Author/Authors :
Sayyadi, Shahram Departments of Anesthesiology and Orthopedic Surgery and Traumatology - Imam Hossein Medical Center - Shahid Beheshti University of Medical Sciences, Tehran, Iran , Omidian, Mohammad Mahdi Departments of Anesthesiology and Orthopedic Surgery and Traumatology - Imam Hossein Medical Center - Shahid Beheshti University of Medical Sciences, Tehran, Iran , Pourmojarab, Ali Departments of Anesthesiology and Orthopedic Surgery and Traumatology - Imam Hossein Medical Center - Shahid Beheshti University of Medical Sciences, Tehran, Iran , Pourmojarab, Ali Departments of Anesthesiology and Orthopedic Surgery and Traumatology - Imam Hossein Medical Center - Shahid Beheshti University of Medical Sciences, Tehran, Iran , Khodayi, Abouzar Departments of Anesthesiology and Orthopedic Surgery and Traumatology - Imam Hossein Medical Center - Shahid Beheshti University of Medical Sciences, Tehran, Iran , Baroutkoub, Mojtaba Departments of Anesthesiology and Orthopedic Surgery and Traumatology - Imam Hossein Medical Center - Shahid Beheshti University of Medical Sciences, Tehran, Iran , Salimi, Sohrab Departments of Anesthesiology and Orthopedic Surgery and Traumatology - Imam Hossein Medical Center - Shahid Beheshti University of Medical Sciences, Tehran, Iran , Manafi Rasi, Alireza Departments of Anesthesiology and Orthopedic Surgery and Traumatology - Imam Hossein Medical Center - Shahid Beheshti University of Medical Sciences, Tehran, Iran
Abstract :
Background: The present study aims to evaluate the diagnostic exactitude of the intraoperative
Chertsey test in tibiofibular syndesmotic injuries in patients with malleolar fractures, in comparison
with a computed tomography (CT) scan. Materials and Methods: In this study, patients with
malleolar fractures operated between 2018 and 2020 were examined. Thirty‐nine patients were
enrolled in the study. A three‐dimensional preoperative CT scan was obtained. The opposite
unfractured ankle was also scanned and considered as the control group. The Chertsey test was
performed during the operation to assess the syndesmosis injury. Then, patients were partitioned into
two distinct groups, considering the condition of their ankle, namely the Chertsey positive (unstable
syndesmosis) group and the Chertsey negative (stable syndesmosis) group.
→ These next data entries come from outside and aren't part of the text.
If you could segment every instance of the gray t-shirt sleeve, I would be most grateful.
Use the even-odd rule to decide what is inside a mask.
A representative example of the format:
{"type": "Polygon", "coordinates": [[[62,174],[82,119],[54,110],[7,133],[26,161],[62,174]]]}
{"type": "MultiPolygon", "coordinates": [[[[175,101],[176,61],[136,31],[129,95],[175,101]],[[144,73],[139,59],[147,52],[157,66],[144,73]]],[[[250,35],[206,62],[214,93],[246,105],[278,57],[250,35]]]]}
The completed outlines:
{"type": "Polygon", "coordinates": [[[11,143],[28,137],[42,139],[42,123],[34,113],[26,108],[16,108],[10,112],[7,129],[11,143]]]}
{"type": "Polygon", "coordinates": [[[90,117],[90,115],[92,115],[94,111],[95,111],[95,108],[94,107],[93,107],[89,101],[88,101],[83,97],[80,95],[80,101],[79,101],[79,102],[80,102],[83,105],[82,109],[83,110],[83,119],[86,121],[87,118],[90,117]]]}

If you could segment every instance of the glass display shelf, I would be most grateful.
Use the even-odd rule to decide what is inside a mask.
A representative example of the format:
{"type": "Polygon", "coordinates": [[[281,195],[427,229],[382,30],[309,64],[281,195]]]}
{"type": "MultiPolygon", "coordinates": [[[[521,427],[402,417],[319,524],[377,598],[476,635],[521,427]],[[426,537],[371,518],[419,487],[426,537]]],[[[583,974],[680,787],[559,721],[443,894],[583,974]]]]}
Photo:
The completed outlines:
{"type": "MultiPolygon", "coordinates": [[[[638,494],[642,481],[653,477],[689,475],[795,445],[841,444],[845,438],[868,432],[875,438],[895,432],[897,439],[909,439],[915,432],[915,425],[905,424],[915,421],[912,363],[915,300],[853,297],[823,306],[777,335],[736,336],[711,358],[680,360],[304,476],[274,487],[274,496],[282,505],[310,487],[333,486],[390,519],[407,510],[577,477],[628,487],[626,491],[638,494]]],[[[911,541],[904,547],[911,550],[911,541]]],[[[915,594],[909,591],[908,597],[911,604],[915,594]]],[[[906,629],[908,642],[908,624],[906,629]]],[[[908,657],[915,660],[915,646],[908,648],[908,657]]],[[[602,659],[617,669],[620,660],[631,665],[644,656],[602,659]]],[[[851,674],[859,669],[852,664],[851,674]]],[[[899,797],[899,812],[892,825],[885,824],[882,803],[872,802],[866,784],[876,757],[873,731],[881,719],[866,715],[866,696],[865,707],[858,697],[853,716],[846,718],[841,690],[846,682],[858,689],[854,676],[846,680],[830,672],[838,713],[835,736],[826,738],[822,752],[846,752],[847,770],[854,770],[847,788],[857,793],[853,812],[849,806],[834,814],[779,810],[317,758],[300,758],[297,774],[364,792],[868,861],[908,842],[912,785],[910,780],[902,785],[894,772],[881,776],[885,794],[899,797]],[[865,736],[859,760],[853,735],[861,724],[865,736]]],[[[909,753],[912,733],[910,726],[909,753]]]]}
Results: The outcomes
of the present survey illustrated that the Chertsey test was positive in 16 patients (41.03%) and
negative in 23 patients (59.07%). The median of all CT scan parameters (anterior tibiofibular
distances (TFD), middle TFD, posterior TFD, and maximal TFD and volume) before surgery in
the group of patients with a positive Chertsey test was significantly higher, measured against the
unfractured control group (P < 0.001 for all parameters). Furthermore, a comparison of CT scan
parameters and syndesmosis space volume before surgery between the two groups of patients
with positive and negative Chertsey test results showed that the measurement of parameters in
Chertsey‐positive patients was significantly higher than the Chertsey‐negative patients (P < 0.001).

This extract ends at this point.